Avant de me lancer, j’ai étudié la communication. J’aimais déjà travailler avec les mots, comprendre comment une phrase ou une intonation pouvait changer toute une émotion. J’ai ensuite travaillé dans un bureau, dans un cadre très classique, rassurant en apparence, mais qui me laissait un peu sur ma faim. J’avais l’impression de passer à côté de quelque chose de plus vivant, de plus humain. C’est presque par curiosité que j’ai découvert l’univers du téléphone rose. J’ai été surprise par la richesse des échanges. On imagine souvent quelque chose de mécanique, alors qu’en réalité, chaque appel est différent. J’y ai trouvé une liberté d’expression et une authenticité que je n’avais jamais ressenties ailleurs. Très vite, j’ai compris que je pouvais y apporter quelque chose de personnel, une présence sincère, et pas seulement des mots.
Qu’est-ce qui t’attire le plus dans la séduction et le jeu du désir ?
Ce que j’aime avant tout, c’est la tension douce, celle qui s’installe lentement. Je suis sensible aux détails : une respiration qui change, un silence un peu plus long, une voix qui se fait hésitante. Je préfère suggérer plutôt que montrer, laisser l’imagination travailler. Mon fantasme, c’est une rencontre dans un lieu élégant, comme un hôtel de luxe, où tout est feutré, intime, presque irréel. Au téléphone, je prends beaucoup de plaisir à découvrir les envies de l’autre, à les faire émerger sans les brusquer. Chaque appel rose devient alors une petite histoire à deux, un espace hors du temps où l’on peut se laisser aller sans pression ni jugement.
As-tu une anecdote ou une histoire qui t’a particulièrement marquée ?
Je repense souvent à une soirée d’été, sur une plage presque déserte. Il faisait encore chaud, la mer était calme, et l’air sentait le sel. Une rencontre imprévue, quelques mots échangés, des rires discrets, puis cette sensation étrange que le monde autour de nous avait disparu. Rien n’était prévu, rien n’était forcé, tout s’est fait dans une évidence troublante. Quand je raconte ce genre de moment au téléphone, je sens que la personne en face se projette, qu’elle visualise la scène. C’est ce que j’aime transmettre : des images, des émotions, une ambiance. Pour moi, le désir est avant tout une histoire de sensations partagées, même à distance.
Comment vis-tu ton rôle d’animatrice au quotidien ?
Être hôtesse de téléphone rose, c’est savoir s’adapter à chaque personne. Certains appellent pour se détendre, d’autres pour parler, d’autres encore pour s’évader complètement.

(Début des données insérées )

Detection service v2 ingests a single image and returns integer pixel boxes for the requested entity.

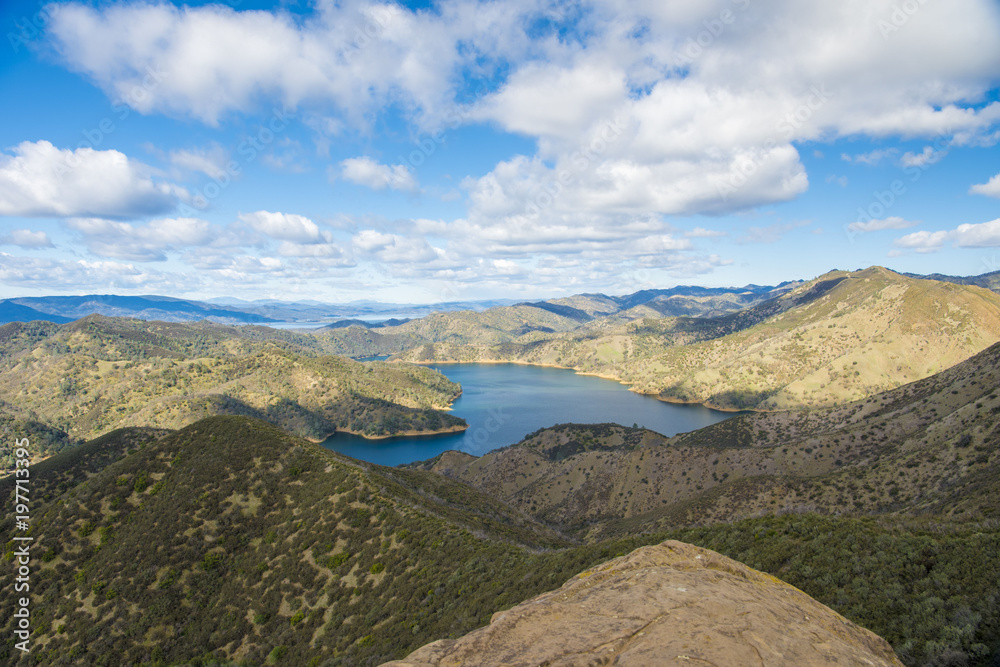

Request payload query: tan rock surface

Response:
[386,541,902,667]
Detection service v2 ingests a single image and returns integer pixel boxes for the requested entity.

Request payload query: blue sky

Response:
[0,0,1000,302]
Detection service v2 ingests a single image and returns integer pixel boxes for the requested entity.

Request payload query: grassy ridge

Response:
[0,316,464,446]
[394,267,1000,410]
[0,417,1000,666]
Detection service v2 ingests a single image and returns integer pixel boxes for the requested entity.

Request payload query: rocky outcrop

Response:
[386,541,902,667]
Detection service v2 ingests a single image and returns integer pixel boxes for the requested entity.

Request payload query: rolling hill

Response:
[399,267,1000,410]
[413,344,1000,539]
[0,316,466,448]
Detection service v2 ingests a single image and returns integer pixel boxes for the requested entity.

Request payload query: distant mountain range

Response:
[0,271,1000,331]
[0,294,516,324]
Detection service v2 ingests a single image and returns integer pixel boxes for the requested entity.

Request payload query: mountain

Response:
[6,294,275,324]
[0,299,73,324]
[386,541,902,667]
[0,316,466,440]
[903,271,1000,292]
[0,416,1000,667]
[400,267,1000,410]
[413,344,1000,539]
[315,283,796,360]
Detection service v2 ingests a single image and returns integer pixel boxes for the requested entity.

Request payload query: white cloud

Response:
[736,221,812,244]
[0,141,183,217]
[0,229,55,248]
[352,229,439,264]
[0,252,183,294]
[840,148,899,167]
[893,218,1000,252]
[169,143,229,179]
[48,0,508,125]
[969,174,1000,199]
[684,227,729,239]
[239,211,329,243]
[66,218,215,262]
[340,157,417,192]
[899,146,948,167]
[847,216,920,233]
[951,218,1000,248]
[892,231,949,253]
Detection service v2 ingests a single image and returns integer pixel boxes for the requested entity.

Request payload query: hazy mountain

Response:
[903,271,1000,292]
[0,315,465,440]
[0,300,73,324]
[402,267,1000,409]
[413,344,1000,537]
[5,294,274,324]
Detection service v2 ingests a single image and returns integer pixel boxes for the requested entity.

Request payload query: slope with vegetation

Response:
[0,417,1000,666]
[0,316,465,446]
[400,267,1000,410]
[412,344,1000,539]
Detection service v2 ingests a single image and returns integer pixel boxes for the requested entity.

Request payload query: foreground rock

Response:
[386,541,902,667]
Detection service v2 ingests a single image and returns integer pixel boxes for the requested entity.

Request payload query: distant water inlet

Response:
[323,364,733,465]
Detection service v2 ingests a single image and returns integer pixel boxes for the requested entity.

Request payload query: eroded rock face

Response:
[386,541,902,667]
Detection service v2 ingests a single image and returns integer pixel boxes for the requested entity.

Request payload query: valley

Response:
[0,267,1000,667]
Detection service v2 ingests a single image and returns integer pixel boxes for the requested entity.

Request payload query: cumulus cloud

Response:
[893,218,1000,253]
[0,252,183,294]
[736,221,812,244]
[0,229,55,248]
[840,148,899,167]
[239,211,329,243]
[340,157,417,192]
[49,0,523,125]
[847,216,920,233]
[66,218,215,262]
[969,174,1000,199]
[899,146,948,167]
[169,143,229,179]
[0,141,183,218]
[352,229,439,264]
[49,0,1000,230]
[684,227,729,239]
[892,231,949,253]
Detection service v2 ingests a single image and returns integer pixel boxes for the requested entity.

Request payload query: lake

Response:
[323,364,734,466]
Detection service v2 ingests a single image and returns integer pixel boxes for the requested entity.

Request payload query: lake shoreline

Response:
[306,424,469,445]
[408,359,752,413]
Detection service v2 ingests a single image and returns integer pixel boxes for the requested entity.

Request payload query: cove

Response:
[323,364,734,466]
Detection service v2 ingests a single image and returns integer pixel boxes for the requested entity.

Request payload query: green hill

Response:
[415,344,1000,539]
[401,267,1000,410]
[0,417,640,665]
[0,316,465,448]
[0,417,1000,666]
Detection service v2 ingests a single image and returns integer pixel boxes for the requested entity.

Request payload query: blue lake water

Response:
[323,364,733,466]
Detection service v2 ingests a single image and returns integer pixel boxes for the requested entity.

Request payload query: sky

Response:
[0,0,1000,303]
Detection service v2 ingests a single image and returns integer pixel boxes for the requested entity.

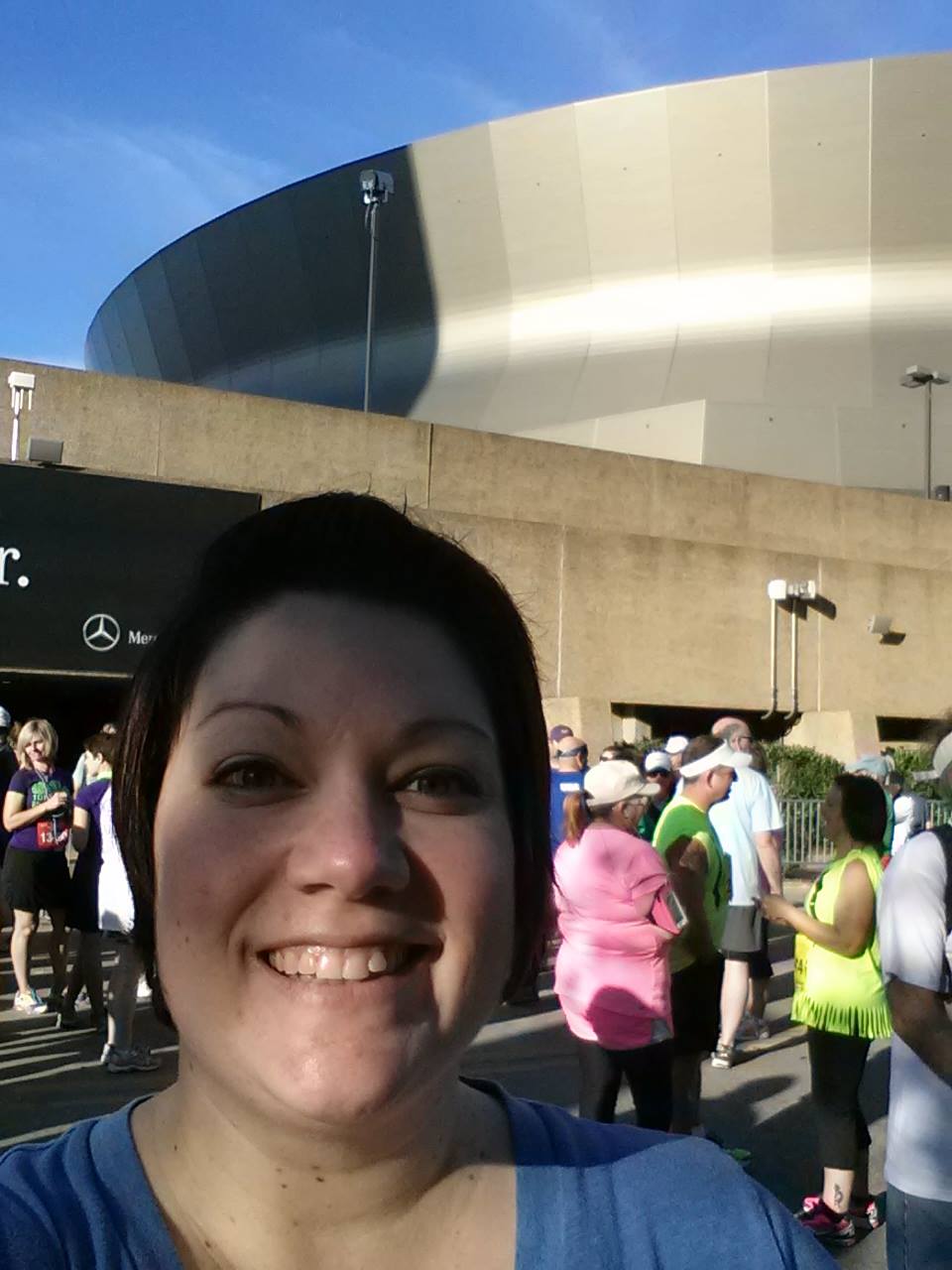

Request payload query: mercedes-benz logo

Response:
[82,613,119,653]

Je prends le temps de sentir ce dont l’autre a besoin, sans jamais juger. Ma priorité, c’est de créer un climat de confiance, une bulle où tout devient possible. J’aime cette proximité créée par la voix, cette intimité invisible mais très forte. Avec le temps, j’ai compris pourquoi tant de personnes parlent des avantages du tel rose comme d’une vraie parenthèse de bien-être. Ce n’est pas seulement une question de désir, c’est aussi une question de présence et d’écoute.
Quel message aimerais-tu adresser à ceux qui hésitent encore à appeler ?
Je leur dirais de se faire confiance. Appeler un numéro rose, c’est s’autoriser un moment pour soi, sans pression, sans regard extérieur. Avec moi, il n’y a pas de scénario imposé, juste une rencontre vocale, douce et complice. Si tu as envie de chaleur, de soleil et d’une voix qui t’emmène ailleurs, alors je suis là, prête à partager cette parenthèse avec toi.